Riley n’était pas certaine de la formulation…
« Un bel endroit. »
Riley y était allée plusieurs fois, la dernière après la mort de son père, mais elle n’en gardait pas de bons souvenirs. Son père s’y était retiré avec sa retraite de colonel des US Marines. Ce n’était que la maison d’un vieillard aigri et solitaire qui détestait tout le monde et que tout le monde détestait en retour. La dernière fois que Riley l’avait vu vivant, ils en étaient même venus aux mains.
— Je crois que c’est une erreur, dit-elle.
— Quoi ?
— De me laisser le chalet. Il n’aurait pas dû faire ça. C’est toi qui devrais l’avoir.
Wendy eut l’air surpris.
— Pourquoi ?
Des émotions nauséabondes tournaient dans le ventre de Riley.

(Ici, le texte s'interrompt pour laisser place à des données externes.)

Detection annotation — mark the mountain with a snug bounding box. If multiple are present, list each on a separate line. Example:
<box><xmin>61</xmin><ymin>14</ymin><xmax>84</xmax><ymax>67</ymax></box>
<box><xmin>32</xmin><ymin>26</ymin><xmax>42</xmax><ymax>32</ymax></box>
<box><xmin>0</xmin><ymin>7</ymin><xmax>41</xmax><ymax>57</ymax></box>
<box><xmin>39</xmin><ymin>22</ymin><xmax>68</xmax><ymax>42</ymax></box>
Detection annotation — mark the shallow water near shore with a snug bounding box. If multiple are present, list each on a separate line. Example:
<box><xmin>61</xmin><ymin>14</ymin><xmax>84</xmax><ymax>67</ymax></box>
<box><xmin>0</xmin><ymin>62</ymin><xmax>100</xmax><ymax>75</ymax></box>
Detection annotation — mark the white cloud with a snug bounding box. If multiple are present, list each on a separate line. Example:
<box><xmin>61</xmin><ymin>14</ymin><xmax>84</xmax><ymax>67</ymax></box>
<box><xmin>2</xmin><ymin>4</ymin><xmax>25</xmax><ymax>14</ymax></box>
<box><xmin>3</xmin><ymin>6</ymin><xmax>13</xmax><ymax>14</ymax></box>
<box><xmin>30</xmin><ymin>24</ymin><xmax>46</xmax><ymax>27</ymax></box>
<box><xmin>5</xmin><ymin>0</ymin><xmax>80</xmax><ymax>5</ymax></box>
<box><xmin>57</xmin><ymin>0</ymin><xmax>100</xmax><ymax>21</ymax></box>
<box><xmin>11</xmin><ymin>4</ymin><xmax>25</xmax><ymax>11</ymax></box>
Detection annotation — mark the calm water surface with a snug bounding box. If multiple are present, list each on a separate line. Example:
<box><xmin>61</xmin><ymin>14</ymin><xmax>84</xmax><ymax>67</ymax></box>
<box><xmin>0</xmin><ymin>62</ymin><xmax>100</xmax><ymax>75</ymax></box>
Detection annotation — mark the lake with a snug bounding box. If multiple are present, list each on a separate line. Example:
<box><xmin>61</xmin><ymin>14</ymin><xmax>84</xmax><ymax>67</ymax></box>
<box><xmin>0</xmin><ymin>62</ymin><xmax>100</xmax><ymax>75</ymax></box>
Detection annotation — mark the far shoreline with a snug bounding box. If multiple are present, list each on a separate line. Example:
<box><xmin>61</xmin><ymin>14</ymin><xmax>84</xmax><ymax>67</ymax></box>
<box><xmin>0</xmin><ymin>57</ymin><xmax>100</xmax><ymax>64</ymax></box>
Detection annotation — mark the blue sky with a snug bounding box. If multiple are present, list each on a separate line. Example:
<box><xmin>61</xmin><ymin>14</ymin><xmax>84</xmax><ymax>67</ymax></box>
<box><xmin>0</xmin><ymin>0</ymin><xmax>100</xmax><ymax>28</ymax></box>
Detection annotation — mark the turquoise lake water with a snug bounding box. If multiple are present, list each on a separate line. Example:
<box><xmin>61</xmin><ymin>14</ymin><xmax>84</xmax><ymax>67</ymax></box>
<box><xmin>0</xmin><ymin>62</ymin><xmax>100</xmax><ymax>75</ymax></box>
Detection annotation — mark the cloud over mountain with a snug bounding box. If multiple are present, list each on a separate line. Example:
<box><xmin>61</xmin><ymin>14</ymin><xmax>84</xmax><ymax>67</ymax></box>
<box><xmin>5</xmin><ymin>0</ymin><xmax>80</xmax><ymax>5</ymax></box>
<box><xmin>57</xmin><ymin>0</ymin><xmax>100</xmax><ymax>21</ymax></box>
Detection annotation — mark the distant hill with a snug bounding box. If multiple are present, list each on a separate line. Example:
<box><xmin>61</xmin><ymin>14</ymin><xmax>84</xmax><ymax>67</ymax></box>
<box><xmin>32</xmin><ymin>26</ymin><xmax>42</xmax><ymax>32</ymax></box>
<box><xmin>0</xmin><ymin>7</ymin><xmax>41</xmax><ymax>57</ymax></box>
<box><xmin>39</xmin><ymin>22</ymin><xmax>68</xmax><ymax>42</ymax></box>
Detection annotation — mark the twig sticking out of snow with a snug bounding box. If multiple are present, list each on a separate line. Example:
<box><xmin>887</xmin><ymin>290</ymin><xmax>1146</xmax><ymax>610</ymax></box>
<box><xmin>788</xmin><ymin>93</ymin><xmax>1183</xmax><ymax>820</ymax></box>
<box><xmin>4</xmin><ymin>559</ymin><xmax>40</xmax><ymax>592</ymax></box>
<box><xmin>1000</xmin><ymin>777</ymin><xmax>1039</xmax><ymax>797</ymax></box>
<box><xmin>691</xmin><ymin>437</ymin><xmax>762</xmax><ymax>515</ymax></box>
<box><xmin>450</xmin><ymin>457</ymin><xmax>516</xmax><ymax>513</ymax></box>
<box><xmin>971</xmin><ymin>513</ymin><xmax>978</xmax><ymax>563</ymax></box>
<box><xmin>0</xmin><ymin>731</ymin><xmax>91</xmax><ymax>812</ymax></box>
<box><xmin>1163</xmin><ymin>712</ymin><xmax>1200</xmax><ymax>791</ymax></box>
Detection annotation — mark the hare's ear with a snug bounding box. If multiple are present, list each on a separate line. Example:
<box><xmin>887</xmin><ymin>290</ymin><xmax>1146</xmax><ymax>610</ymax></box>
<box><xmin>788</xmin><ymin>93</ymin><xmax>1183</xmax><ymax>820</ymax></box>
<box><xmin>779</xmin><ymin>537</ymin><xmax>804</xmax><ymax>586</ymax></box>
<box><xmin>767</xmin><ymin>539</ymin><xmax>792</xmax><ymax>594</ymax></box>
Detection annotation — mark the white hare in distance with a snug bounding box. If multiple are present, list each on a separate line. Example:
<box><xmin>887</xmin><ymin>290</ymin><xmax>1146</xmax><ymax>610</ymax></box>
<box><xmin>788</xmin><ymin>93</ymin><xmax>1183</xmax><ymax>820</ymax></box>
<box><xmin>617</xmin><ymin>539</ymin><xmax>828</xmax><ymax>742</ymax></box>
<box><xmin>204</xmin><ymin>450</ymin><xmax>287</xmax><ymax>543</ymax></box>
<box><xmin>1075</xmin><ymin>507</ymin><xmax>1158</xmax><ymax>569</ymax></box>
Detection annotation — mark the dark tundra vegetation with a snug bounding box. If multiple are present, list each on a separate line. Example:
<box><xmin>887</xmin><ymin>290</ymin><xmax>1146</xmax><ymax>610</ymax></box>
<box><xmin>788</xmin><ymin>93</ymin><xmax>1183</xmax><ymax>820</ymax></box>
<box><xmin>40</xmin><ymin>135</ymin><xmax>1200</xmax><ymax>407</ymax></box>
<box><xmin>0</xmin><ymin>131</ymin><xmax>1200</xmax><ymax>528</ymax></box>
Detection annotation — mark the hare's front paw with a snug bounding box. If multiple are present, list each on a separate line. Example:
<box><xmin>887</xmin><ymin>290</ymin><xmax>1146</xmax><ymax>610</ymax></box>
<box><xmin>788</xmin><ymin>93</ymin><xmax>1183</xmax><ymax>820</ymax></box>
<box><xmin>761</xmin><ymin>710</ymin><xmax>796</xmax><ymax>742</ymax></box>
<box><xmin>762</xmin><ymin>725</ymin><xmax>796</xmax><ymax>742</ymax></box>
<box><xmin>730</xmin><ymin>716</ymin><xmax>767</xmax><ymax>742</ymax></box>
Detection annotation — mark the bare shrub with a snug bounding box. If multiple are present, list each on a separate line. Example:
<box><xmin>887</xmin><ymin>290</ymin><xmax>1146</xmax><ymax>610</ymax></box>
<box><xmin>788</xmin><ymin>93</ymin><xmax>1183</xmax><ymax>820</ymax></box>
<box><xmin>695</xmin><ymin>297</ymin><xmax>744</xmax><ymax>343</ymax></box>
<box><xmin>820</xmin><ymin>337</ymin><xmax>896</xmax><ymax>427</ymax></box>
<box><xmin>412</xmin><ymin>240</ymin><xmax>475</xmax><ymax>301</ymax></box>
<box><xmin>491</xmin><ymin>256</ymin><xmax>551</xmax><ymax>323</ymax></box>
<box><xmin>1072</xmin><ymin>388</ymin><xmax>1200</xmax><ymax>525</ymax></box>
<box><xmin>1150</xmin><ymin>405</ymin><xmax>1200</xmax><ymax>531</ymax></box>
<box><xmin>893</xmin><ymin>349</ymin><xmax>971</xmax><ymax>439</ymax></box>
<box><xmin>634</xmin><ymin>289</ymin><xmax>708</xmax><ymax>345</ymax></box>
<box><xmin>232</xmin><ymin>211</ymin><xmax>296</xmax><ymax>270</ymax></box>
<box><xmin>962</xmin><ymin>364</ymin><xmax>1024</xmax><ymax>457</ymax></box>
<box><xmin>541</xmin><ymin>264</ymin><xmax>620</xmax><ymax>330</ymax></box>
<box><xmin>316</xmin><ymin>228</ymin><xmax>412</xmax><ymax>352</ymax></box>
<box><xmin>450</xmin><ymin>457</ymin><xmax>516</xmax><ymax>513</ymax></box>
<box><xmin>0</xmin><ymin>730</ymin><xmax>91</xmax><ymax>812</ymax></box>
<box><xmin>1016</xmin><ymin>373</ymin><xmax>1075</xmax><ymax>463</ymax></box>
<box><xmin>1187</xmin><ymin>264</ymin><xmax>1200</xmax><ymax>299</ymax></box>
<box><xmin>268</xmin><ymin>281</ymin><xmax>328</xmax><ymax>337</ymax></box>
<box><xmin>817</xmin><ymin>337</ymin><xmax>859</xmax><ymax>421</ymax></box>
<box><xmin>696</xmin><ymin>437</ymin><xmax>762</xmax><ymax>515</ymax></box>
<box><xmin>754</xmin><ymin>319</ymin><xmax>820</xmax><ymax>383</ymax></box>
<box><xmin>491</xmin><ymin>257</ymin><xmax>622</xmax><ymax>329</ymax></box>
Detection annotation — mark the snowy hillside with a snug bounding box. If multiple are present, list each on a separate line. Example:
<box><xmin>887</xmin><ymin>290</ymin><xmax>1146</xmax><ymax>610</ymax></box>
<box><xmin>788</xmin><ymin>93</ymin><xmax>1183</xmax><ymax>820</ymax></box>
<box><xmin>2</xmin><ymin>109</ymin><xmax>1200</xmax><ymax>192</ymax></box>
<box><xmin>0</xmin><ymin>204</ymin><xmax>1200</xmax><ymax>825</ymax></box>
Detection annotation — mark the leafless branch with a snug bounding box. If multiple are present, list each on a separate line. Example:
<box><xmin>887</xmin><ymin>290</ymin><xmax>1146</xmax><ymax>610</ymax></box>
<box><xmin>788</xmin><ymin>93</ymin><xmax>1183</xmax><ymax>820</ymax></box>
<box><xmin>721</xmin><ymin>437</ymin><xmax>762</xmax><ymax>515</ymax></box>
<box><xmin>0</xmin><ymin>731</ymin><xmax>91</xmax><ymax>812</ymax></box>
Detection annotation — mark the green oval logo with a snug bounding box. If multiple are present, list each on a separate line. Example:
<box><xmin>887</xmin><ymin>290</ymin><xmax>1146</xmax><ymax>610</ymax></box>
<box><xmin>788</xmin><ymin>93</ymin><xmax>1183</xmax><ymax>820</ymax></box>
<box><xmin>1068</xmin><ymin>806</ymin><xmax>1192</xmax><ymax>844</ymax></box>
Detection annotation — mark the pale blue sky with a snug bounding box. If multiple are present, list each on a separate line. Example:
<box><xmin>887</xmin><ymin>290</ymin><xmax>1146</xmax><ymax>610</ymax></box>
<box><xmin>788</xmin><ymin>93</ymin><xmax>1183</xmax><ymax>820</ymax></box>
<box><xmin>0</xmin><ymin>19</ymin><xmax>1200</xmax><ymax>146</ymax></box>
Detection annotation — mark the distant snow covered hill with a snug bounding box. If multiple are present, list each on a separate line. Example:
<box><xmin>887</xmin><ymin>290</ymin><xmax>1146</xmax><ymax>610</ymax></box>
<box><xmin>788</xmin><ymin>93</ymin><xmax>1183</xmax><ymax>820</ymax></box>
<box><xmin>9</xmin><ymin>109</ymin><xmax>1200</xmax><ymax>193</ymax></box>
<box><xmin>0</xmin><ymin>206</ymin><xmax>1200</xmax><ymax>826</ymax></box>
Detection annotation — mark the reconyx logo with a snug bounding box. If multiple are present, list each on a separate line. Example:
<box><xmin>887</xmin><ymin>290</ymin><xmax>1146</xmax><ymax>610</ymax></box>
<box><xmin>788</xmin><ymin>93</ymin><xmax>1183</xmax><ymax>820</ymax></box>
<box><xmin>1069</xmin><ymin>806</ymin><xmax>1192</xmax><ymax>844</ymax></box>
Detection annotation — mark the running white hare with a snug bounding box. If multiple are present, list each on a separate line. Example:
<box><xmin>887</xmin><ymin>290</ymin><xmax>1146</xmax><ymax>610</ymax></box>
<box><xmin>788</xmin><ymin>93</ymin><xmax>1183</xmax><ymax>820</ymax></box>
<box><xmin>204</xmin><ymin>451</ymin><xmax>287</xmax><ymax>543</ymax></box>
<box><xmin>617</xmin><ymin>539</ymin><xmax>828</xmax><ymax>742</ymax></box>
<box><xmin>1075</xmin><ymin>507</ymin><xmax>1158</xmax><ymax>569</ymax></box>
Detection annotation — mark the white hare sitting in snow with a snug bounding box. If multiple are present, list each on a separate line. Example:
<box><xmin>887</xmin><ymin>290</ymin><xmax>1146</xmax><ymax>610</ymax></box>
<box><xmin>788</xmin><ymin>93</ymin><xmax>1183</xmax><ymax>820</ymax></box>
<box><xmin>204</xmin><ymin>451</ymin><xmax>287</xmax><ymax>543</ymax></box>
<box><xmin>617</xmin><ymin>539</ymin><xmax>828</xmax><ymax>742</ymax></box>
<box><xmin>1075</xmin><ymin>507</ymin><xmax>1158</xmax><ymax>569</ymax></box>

Elle se racla la gorge.
— C’est toi qui étais avec lui à l’hôpital quand il est mort. Tu t’es occupée de lui. Tu t’es aussi occupée de tout le reste : la sépulture, le testament… Je n’étais pas là. Je…
Elle s’étouffa sur les derniers mots.
— Je n’aurais pas pu m’en occuper. On ne s’entendait pas.
Wendy sourit tristement.
— Je ne m’entendais pas plus avec lui.
Riley savait que c’était vrai. Pauvre Wendy… Papa l’avait battue avec acharnement jusqu’à ce qu’elle fugue à l’âge de quinze ans. Pourtant, Wendy avait eu la décence de s’occuper de leur père à la fin de sa vie.
Riley n’en avait pas fait autant. Elle ne pouvait pas s’empêcher de s’en vouloir. Elle dit :
— Je ne sais pas ce que vaut le chalet. Il doit bien valoir quelque chose. Je veux te le donner.
Wendy écarquilla les yeux. Elle eut l’air inquiet.
— Non, dit-elle.
Sa brusquerie étonna Riley
— Pourquoi ? demanda-t-elle.
— Je ne peux pas, c’est tout. Je n’en veux pas. Je veux l’oublier.